Special equipment: 8 to 8 1/2-inches ovenproof saucepan or cast iron skillet
Make the Soured Cream Shortcrust Pastry, recipe follows and allow to chill.
Preheat the oven to 400 degrees F.
To prepare the apples: Peel the apples with a vegetable peeler to keep them in a nice rounded shape, and then cut into quarters. Remove the core from each quarter, and set aside. Don't worry if they go brown, and don't cover in water or they will be too wet.
Place the sugar and water in an ovenproof saucepan set over a low-medium heat, and stir until the sugar dissolves. Increase the heat, and boil the syrup until it starts to caramelize around the edges, about 5 minutes. Do not stir once it has come to the boil, otherwise the syrup will crystallize. Once the syrup starts to turn golden, you may need to swirl the pan slightly to even out the caramelization.
Once the syrup is golden caramel in color, add the butter, and swirl the pan again to distribute it throughout the caramel.

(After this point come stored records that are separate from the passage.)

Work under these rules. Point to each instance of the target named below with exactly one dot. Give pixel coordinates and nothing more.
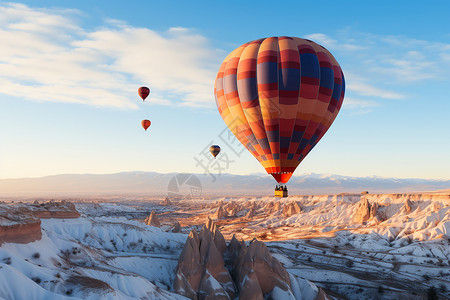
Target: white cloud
(46, 56)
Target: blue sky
(69, 73)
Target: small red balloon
(146, 124)
(143, 92)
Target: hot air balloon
(279, 96)
(215, 150)
(143, 92)
(146, 124)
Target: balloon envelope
(143, 92)
(215, 150)
(146, 124)
(279, 96)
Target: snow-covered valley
(352, 246)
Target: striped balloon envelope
(279, 96)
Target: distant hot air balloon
(279, 96)
(146, 124)
(215, 150)
(143, 92)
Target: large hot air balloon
(146, 124)
(215, 150)
(143, 92)
(279, 96)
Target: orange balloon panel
(146, 124)
(279, 96)
(143, 92)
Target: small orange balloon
(146, 124)
(143, 92)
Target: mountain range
(158, 184)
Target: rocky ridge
(20, 223)
(209, 269)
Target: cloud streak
(45, 55)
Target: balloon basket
(281, 193)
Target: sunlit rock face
(20, 223)
(50, 209)
(220, 213)
(362, 212)
(166, 201)
(201, 272)
(152, 220)
(205, 264)
(176, 227)
(19, 228)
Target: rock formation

Remove the pan from the heat, and arrange the apple quarters in a concentric circle around the outside of the pan, and any remaining pieces in the center, keeping in mind that the tart will be flipped over when serving. The apples must completely cover the base of the pan; you may need an extra apple!
Place the pan back over a medium heat, and cook for 10 minutes, to slightly caramelize the apples, while you roll out the pastry.
On a lightly floured work surface, roll the pastry out to a round about 3/4-inch wider in diameter than the pan. Remove the pan from the heat, and place the pastry on top of the almost cooked apples. Using the base of a spoon or a fork, tuck the pastry in around the edges of the apples. Brush the pastry with the beaten egg, and then using a skewer or fork, prick a few holes in the pastry.
Bake in the oven for 25 minutes or until the pastry is golden and the apples feel cooked when you insert a skewer through the center.
Remove from the oven and allow to stand for just a few minutes before placing a plate on top of the pan and carefully (it is hot!) but quickly flipping it out. Use a plate with a slight lip to catch the delicious juices. Cut into slices to serve. Serve with whipped cream, ice cream or whipped cream with a little icing sugar and cinnamon or Calvados mixed in.
Place the flour, salt, and butter in a food processor and whiz or pulse briefly. Add half the sour cream and continue to whiz. You might add a little more sour cream, but not too much as the mixture should be just moist enough to come together.
If making by hand, rub the butter into the flour until it resembles coarse bread crumbs. Then, using your hands, add just enough egg to bring the dough together. With your hands, flatten out the ball of dough, until it is about 3/4-inch thick, and then wrap in plastic wrap or place in a plastic bag and leave in the refrigerator for at least 30 minutes or, if you are pushed for time, in the freezer for 10 to 15 minutes.
Makes 1 crust (about 14 ounces).
Variations: Pear and ginger tarte tatin: Use 4 to 5 pears of medium ripeness, instead of the apples and add 1 teaspoon of grated fresh ginger root in with the butter. Add 1 teaspoon of ground cinnamon to the pastry. You can also make this with puff or sweet shortcrust pastry. If you wish, use golden caster or granulated sugar, but it is a little trickier to see when it is caramelized, so keep watching the pan. The mixture will go a shade darker than the original golden color and should take about 5 minutes in total over a medium-high heat. If it burns, I would suggest cutting your losses and starting again!